Having been her long-standing childhood friend, Rui has artistic affinities and can easily detect when Ran is in distress about something when she starts up with the quick but brief laughing fits. Upon learning of her psychic powers, Rui indicates that he is fond of Ran for the person she is. He has the ability to neutralize and amplify psychic powers. He is frequently referred to as Ran's boyfriend, though neither of them deny the relationship.
- Midori Naha (名波 翠, Naha Midori)

A recent transfer student that possesses the same kind of supernatural powers that Ran herself does, Midori initially appears as an enemy, but Ran's kindness results in the two teaming up and working together as friends. Despite their friendship, Midori is difficult to get along with, due to her large ego, her desire to be the center of attention, her obsession with money, and her schoolgirl crush on Ran's older brother. When she is not inviting herself on Ran and Rui's outings, participating in an eating contest, or helping to settle strange incidents, she is usually at home alone eating cuttlefish and watching historical dramas. Midori is less powerful, but showing a better control in psychic powers than Ran. She is also smart, intelligent, beautiful and strong. She even able to defeat bull in a contest.

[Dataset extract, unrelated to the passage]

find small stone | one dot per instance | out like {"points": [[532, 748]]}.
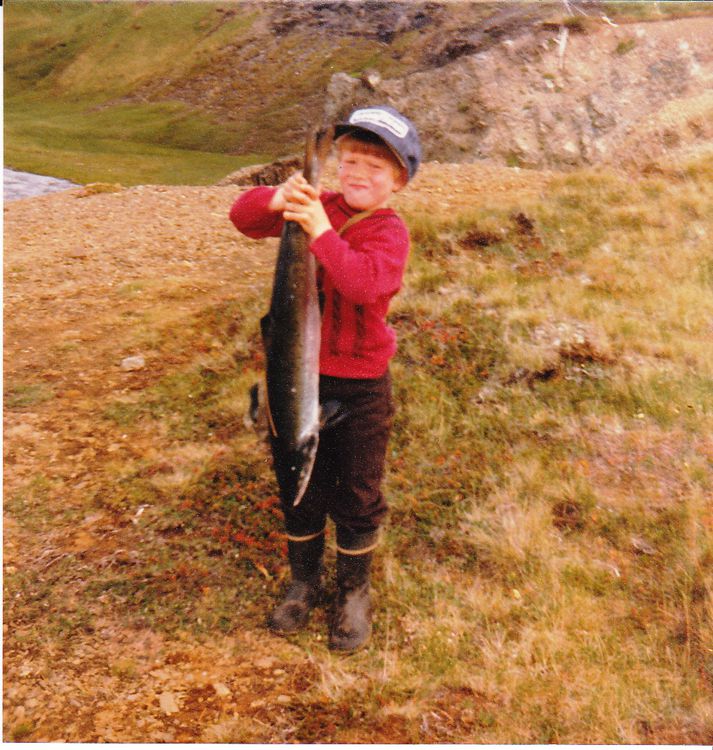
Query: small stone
{"points": [[221, 690], [133, 363], [168, 703]]}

===Secondary characters===
- Rin Isozaki (磯崎 凛, Isozaki Rin)

Given how he is dressed most of the time and that he is introduced while doing housework, Rin is Ran's elder brother and is most likely in high school. Always having thought of Ran as being a little weird, Rin is not surprised to learn of his little sister's supernatural powers and wishes that he had some as well. Rin is the first to draw a preliminary correlation with the mysterious events at the start of the series and will likely become indispensable in the future for this reason considering how he has coached Ran through using her powers and helping to interpret what she learns through that means.
- Reina Isozaki (磯崎 玲奈, Isozaki Reina)

A novelist whose writer's block is broken by the idea to combine a horrific murder with a comedy show, Reina is Ran's mother and has aspirations to be a super-popular horror novelist.
- Ronpei Isozaki (磯崎 論平, Isozaki Ronpei)

Introduced as having a twelve-year history in a nukazuke company, a Japanese type of pickle, Ron is Ran's father and seems to have an affinity for advocating the virtues of lactic acid bacilli in the pickled vegetable chips he makes.
- Kishō (キショウ)

- Tenketsu (テンケツ)

Two young cats found by Ran while kittens, abandoned by their mother or previous owner. They seem to share a strong bond with her and often accompany her to bed.
- Saeko Itō (いとう さえこ, Itō Saeko)
Saeko is Ran's academically-oriented classmate and best friend that is astonished that Ran secured a flawless score on a test in spite of her ignorance of the test material. Ran's explanation attempts greatly scare Saeko greatly since she had not yet vocalized her thoughts. Saeko's most prominent role is near the beginning of the series when her resentful dedication to rigorously studying in order to show up Ran who just happened to have serendipity (and perhaps the knowledge of how to take advantage of the testing format) on her side prompts Momoko to wield Saeko as a bodyguard to inhibit Ran rushing to Rui's rescue. A judo flip from Rin is more than enough to extinguish the subjugation.

==Adaptations==
===Anime===

Telepathy Shōjo Ran (テレパシー少女蘭, Terepashī Shōjo Ran) is the 2008 anime adaptation of the novel series Telepathy Shōjo Ran Jiken Note. The anime aired on Saturdays between June 21 and December 20, 2008, except for a break on August 9, containing twenty-six episodes. The anime features an opening theme song "Aoi Kakera" (青いかけら) by Chara, and an ending theme song "Polaris no Namida" (ポラリスの涙) by Onsoku line.